NIMBYs Sue Proposed 731 Unit Hollywood Palladium Development
The AIDS Healthcare Foundation (AHF) filed a lawsuit against the City of Los Angeles on Thursday, seeking to halt the construction of the proposed Palladium Residences development in Hollywood. As the Daily News reports, the Palladium Residences would add a pair of 350-foot tall, 28-story high-rises to Hollywood’s burgeoning skyline.
If built, the two towers would add a total of 731 units and just about 2,000 parking spaces to Hollywood’s increasingly dense urban core, according to the L.A. Times.
Like past lawsuits against development in Hollywood, AHF’s case against Palladium Residences argues that the city of Los Angeles failed to conduct proper environmental review before approving the project. AHF asserts that both traffic and pollution in Hollywood will get worse if the towers are built, and that L.A. did not consider these factors when they approved the Palladium Residences for construction.
AHF also argues that the proposed development does not fit within the guidelines established by Los Angeles’ planning documents.

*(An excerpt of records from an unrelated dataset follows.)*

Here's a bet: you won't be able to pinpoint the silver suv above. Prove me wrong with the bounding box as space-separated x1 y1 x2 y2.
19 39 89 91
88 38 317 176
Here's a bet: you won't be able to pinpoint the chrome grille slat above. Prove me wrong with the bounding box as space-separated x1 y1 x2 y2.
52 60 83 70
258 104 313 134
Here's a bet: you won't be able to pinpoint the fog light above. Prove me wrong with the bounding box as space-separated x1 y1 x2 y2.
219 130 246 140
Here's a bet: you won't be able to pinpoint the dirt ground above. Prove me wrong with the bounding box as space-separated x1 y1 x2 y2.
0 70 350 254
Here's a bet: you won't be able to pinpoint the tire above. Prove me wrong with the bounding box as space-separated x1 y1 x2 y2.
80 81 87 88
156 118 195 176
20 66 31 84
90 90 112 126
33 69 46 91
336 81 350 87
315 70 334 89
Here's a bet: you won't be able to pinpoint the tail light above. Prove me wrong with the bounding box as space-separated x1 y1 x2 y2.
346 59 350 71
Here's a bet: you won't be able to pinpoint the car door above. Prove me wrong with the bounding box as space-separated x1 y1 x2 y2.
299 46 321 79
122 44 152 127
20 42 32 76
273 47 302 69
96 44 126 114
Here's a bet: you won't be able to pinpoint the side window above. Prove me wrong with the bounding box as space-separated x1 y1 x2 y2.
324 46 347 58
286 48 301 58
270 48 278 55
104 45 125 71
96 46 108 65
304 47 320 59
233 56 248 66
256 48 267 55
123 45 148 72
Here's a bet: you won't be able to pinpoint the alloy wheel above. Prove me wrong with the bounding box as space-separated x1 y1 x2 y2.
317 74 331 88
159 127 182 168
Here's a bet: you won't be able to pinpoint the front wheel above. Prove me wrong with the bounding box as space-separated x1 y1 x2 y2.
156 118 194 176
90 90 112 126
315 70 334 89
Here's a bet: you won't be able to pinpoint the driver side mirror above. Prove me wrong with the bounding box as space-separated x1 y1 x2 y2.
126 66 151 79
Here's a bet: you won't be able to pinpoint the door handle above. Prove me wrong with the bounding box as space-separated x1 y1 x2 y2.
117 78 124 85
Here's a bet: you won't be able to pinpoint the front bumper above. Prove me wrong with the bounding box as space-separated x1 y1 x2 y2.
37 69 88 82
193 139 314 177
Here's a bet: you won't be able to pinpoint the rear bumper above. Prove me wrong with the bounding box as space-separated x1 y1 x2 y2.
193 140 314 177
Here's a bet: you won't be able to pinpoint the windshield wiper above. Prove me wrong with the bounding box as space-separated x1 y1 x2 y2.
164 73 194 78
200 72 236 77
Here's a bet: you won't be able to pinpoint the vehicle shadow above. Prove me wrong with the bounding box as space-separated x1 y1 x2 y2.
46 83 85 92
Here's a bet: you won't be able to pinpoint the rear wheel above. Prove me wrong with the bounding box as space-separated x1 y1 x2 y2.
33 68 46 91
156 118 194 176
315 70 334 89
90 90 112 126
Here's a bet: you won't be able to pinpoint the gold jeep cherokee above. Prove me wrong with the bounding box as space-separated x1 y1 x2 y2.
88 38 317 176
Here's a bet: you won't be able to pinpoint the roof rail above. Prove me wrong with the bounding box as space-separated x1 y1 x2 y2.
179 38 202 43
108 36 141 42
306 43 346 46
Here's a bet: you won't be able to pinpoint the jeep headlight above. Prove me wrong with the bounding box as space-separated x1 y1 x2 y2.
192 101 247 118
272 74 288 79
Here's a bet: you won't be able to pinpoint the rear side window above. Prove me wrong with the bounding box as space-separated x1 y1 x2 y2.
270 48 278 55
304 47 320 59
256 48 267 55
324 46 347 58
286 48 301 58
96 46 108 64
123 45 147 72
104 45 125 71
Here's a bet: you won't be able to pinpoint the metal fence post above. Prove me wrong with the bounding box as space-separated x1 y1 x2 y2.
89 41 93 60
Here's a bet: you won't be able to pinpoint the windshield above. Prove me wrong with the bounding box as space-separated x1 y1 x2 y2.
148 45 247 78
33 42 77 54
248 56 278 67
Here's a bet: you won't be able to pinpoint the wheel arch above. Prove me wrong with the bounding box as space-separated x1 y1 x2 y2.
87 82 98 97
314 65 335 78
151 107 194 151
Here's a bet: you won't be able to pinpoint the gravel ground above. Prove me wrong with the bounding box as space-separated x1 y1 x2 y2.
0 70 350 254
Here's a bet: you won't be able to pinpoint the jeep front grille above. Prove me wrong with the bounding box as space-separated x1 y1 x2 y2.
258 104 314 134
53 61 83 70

Aside from litigating against this development, AHF is jointly sponsoring the Neighborhood Integrity Initiative (NII) with the Coalition to Preserve L.A. The NII proposes a two-year moratorium on all development in Los Angeles while the city hypothetically retools its zoning and planning code.
Court documents reflect that Robert Silverstein, the long time attorney of various NIMBY groups around Hollywood, will be the litigator in AHF's case against L.A. Silverstein has a very successful record of convincing judges to issue court orders against development, and is responsible for putting the brakes on the Millennium Hollywood development project, the Sunset-Gordon tower, and, of course, Target Husk.
On the flip side, the Los Angeles could stop the lawsuits in their tracts by modifying their parking minimums, and stop requiring dense residential housing to include gobs of parking. After all, a pair of 28-story buildings with 0 parking spaces can’t contribute to traffic and pollution, can they?